Let’s explore the role both primary and secondary residences play in your plan, and what to consider when you’re looking to buy or sell real estate to avoid making financial mistakes.
Primary Residence: Is now a good time to downsize?
When building financial plans, our financial advisors consider a client’s primary residence a lifestyle asset, something you use for enjoyment, memories, and utility. It’s not expected to produce income or appreciate similar to other investments. In comparison, non-lifestyle assets are investments and income that support your spending needs.
As we move through life, our living situation changes, children may leave the nest and realize the big house has become more of a burden than a necessity. When making the decision to downsize, there are several factors to consider that may influence your decision.
- The state of the housing market. Can you find another home to move into?
- Calculate and compare expenses between your current home and a new one.
- Check if there are any tax advantages to selling your primary residence (for example, can all or some of the proceeds from a sale be excluded from capital gains taxes).
In theory, downsizing seems like a logical step; however, you should confirm that your finances will benefit from such a move.
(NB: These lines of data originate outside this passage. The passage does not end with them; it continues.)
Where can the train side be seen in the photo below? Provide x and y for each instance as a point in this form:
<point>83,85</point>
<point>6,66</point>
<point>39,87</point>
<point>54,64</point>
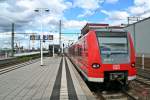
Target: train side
<point>92,58</point>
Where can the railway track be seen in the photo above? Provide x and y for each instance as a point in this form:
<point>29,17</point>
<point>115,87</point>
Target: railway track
<point>121,94</point>
<point>10,68</point>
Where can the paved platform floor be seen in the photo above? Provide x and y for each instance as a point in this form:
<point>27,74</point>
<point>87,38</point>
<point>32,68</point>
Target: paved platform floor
<point>35,82</point>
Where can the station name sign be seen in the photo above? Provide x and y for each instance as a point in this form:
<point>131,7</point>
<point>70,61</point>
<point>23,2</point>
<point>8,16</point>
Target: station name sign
<point>37,37</point>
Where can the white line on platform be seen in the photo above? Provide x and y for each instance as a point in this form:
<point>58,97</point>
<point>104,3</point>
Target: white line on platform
<point>63,89</point>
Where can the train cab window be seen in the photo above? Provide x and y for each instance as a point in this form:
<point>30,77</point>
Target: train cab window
<point>114,47</point>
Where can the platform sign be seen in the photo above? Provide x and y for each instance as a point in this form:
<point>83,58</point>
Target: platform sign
<point>37,37</point>
<point>47,37</point>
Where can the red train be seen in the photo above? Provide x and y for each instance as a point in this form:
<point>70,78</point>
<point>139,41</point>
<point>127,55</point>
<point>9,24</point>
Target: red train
<point>104,53</point>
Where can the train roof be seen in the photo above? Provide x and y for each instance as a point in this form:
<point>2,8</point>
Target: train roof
<point>101,27</point>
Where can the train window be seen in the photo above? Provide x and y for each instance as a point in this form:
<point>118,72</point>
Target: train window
<point>114,48</point>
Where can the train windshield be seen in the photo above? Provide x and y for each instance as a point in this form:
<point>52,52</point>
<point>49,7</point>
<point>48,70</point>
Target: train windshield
<point>113,47</point>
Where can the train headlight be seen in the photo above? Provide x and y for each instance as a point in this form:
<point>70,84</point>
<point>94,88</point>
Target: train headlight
<point>95,65</point>
<point>132,64</point>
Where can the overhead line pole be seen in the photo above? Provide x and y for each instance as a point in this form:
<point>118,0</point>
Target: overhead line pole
<point>60,36</point>
<point>12,40</point>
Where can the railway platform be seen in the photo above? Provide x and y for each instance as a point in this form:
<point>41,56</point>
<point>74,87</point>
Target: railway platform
<point>56,80</point>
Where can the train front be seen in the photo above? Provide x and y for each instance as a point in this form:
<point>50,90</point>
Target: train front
<point>116,57</point>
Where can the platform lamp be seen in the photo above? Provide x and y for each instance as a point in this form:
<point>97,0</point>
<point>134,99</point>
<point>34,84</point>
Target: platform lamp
<point>41,11</point>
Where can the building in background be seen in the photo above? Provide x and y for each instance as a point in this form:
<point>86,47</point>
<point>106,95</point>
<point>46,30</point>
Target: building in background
<point>141,36</point>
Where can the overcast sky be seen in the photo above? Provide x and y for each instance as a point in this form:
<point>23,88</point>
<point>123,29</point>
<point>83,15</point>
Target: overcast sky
<point>73,13</point>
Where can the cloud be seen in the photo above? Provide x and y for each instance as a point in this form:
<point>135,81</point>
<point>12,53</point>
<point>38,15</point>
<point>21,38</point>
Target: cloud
<point>116,15</point>
<point>140,8</point>
<point>111,1</point>
<point>89,6</point>
<point>74,24</point>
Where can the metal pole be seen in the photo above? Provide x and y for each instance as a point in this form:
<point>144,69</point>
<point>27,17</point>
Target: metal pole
<point>12,41</point>
<point>142,61</point>
<point>60,35</point>
<point>134,36</point>
<point>41,41</point>
<point>53,49</point>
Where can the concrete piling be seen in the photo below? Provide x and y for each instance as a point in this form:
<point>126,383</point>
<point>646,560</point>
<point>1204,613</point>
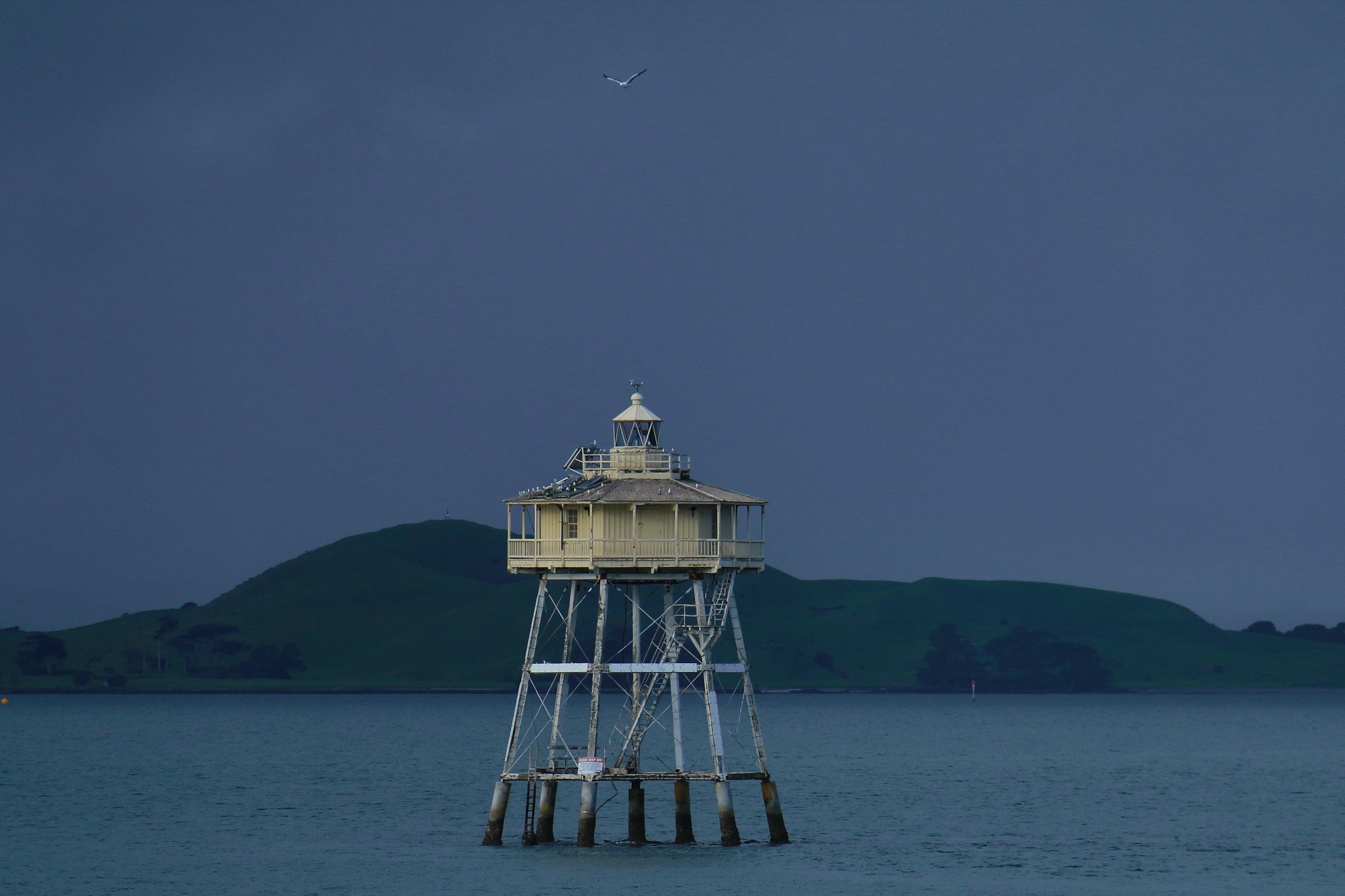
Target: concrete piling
<point>588,813</point>
<point>728,822</point>
<point>495,824</point>
<point>547,813</point>
<point>774,817</point>
<point>636,815</point>
<point>682,797</point>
Real estate taxes, utility bills, normal maintenance, and upkeep costs will help determine when it is a good time to downsize and sell your home.
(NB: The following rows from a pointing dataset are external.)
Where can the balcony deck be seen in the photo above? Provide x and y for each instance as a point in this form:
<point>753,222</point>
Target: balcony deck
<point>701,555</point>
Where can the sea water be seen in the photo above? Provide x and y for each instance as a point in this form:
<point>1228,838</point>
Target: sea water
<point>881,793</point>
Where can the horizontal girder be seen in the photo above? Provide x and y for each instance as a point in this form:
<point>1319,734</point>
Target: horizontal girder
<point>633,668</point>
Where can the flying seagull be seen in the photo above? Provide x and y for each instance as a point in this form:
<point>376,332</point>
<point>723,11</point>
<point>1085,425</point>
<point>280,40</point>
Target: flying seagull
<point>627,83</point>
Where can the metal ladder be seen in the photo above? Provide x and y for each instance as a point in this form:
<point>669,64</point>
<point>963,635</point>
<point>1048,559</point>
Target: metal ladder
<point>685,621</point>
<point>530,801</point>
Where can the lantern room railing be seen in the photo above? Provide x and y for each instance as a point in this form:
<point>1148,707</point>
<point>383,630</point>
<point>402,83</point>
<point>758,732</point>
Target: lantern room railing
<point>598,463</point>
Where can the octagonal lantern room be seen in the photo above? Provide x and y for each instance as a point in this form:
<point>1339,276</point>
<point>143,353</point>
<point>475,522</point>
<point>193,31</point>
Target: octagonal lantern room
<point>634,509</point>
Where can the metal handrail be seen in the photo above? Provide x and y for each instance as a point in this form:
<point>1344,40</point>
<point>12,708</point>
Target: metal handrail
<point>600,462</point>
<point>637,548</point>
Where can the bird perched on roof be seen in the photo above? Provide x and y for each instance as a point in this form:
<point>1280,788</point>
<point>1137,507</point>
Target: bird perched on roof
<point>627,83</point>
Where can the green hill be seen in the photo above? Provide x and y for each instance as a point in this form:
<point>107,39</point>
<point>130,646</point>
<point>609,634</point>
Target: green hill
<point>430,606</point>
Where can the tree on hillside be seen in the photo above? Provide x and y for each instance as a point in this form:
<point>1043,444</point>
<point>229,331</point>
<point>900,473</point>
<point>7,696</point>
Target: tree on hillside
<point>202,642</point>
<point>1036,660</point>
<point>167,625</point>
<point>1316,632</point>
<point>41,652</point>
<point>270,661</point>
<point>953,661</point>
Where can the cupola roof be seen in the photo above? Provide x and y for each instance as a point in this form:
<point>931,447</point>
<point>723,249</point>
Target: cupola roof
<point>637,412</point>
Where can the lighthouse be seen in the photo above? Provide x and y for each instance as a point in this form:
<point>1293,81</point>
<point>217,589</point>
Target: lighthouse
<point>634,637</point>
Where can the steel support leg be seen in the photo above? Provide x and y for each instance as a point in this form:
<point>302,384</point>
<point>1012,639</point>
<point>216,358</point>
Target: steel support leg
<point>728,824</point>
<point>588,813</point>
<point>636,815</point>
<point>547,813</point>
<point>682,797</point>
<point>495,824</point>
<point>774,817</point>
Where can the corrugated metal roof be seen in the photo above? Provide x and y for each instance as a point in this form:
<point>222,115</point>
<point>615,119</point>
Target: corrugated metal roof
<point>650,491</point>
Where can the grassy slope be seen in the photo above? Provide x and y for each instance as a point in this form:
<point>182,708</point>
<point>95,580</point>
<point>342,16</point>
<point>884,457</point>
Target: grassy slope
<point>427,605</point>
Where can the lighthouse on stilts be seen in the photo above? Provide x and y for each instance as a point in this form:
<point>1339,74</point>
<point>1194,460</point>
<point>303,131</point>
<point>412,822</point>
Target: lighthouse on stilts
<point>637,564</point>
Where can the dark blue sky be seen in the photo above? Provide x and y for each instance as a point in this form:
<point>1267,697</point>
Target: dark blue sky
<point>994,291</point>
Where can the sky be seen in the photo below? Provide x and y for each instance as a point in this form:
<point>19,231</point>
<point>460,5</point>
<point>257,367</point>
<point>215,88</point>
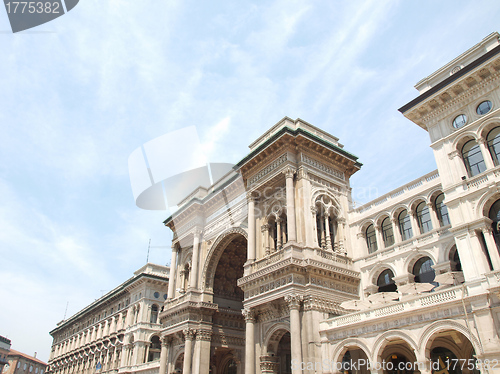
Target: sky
<point>79,94</point>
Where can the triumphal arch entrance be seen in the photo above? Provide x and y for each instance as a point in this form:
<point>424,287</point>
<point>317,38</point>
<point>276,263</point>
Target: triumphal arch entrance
<point>260,258</point>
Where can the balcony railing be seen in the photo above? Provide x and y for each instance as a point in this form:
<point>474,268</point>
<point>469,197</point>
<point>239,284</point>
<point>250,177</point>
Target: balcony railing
<point>435,298</point>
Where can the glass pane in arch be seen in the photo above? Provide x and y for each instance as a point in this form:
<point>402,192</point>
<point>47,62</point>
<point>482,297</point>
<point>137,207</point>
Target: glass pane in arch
<point>442,359</point>
<point>494,215</point>
<point>424,218</point>
<point>385,282</point>
<point>442,211</point>
<point>405,225</point>
<point>371,239</point>
<point>484,107</point>
<point>387,233</point>
<point>423,271</point>
<point>493,139</point>
<point>473,158</point>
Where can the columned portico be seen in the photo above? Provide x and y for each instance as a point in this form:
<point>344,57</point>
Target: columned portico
<point>173,270</point>
<point>290,205</point>
<point>193,279</point>
<point>294,302</point>
<point>188,348</point>
<point>251,228</point>
<point>249,315</point>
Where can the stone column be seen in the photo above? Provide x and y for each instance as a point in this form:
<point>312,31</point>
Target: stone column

Second Home: Is owning a second home a smart financial decision?
When it comes to buying a second home, it’s essential to ask, “Is this a smart financial decision?” The following prompts will help walk through what to consider:
- The time, cost, taxes, etc. of owning a second home. If you’re using it as a vacation home, include and compare the cost of owning versus the cost of renting a couple times a year. If you’d like to offset some of the cost of a mortgage, consider renting your vacation home when you aren’t using it.
- Homes tend to be very illiquid (able to generate cash quickly). If you are in a cash crunch, it’s much faster and easier to raise cash quickly by converting investments to cash. But of course, you want to be careful about how those withdrawals may impact your plan.
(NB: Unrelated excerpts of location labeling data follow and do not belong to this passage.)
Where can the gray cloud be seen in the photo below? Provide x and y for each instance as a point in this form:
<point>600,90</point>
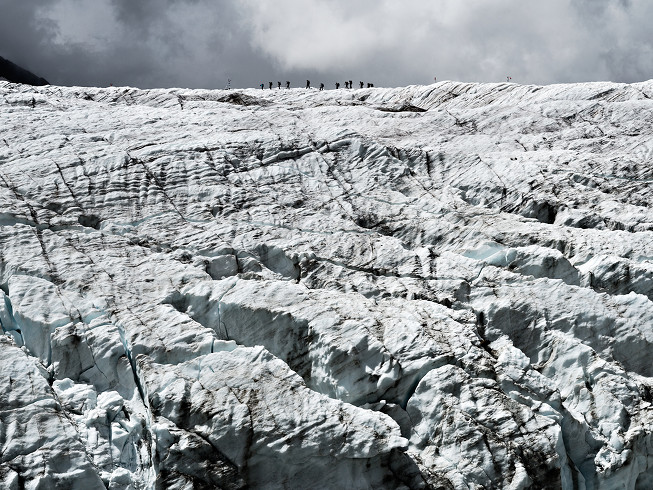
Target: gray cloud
<point>201,43</point>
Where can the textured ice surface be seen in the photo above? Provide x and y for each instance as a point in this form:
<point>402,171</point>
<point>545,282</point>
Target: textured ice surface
<point>424,287</point>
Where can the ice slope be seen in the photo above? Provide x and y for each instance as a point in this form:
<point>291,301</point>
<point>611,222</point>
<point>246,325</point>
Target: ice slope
<point>447,286</point>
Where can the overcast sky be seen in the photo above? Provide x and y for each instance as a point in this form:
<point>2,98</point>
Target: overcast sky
<point>202,43</point>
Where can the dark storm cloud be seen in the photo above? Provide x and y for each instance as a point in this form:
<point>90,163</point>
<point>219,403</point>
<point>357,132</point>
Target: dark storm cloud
<point>201,43</point>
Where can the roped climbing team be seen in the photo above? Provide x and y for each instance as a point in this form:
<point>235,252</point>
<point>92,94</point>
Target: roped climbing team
<point>348,84</point>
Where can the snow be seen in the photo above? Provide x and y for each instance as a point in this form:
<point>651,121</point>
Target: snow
<point>444,286</point>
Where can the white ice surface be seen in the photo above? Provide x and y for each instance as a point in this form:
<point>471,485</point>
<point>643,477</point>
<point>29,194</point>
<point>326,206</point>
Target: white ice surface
<point>445,286</point>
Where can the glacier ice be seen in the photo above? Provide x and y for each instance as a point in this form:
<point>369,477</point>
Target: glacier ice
<point>444,286</point>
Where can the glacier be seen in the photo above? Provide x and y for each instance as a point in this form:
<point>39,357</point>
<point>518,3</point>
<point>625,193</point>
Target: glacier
<point>445,287</point>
- For those with a goal of owning multiple properties, it’s important to remember the risks of any investment and avoid over exposure. A good rule of thumb is to keep total real estate less than 30% of your net worth.
- Understand that if the second home is in another state, there are ways to title the home so it can transfer to family outside of probate court. Dealing with probate court can be a very time-consuming, public, and expensive process. Ensure your estate plan is in proper order by starting a conversation with a financial consultant or working with your estate planning attorney.
Those are just a few things to think about and acknowledge before making the decision to change your primary residence or purchase a second home. Whether it’s a pro/con list, ROI calculation, or cost-benefit analysis, it’s important to evaluate all options and implications.
Buying a new home is an exciting, emotional experience. Be wary of those feelings overriding your long-term goals and interrupting your financial plan. When the time comes, consult with your financial advisor for an unbiased perspective on your unique situation.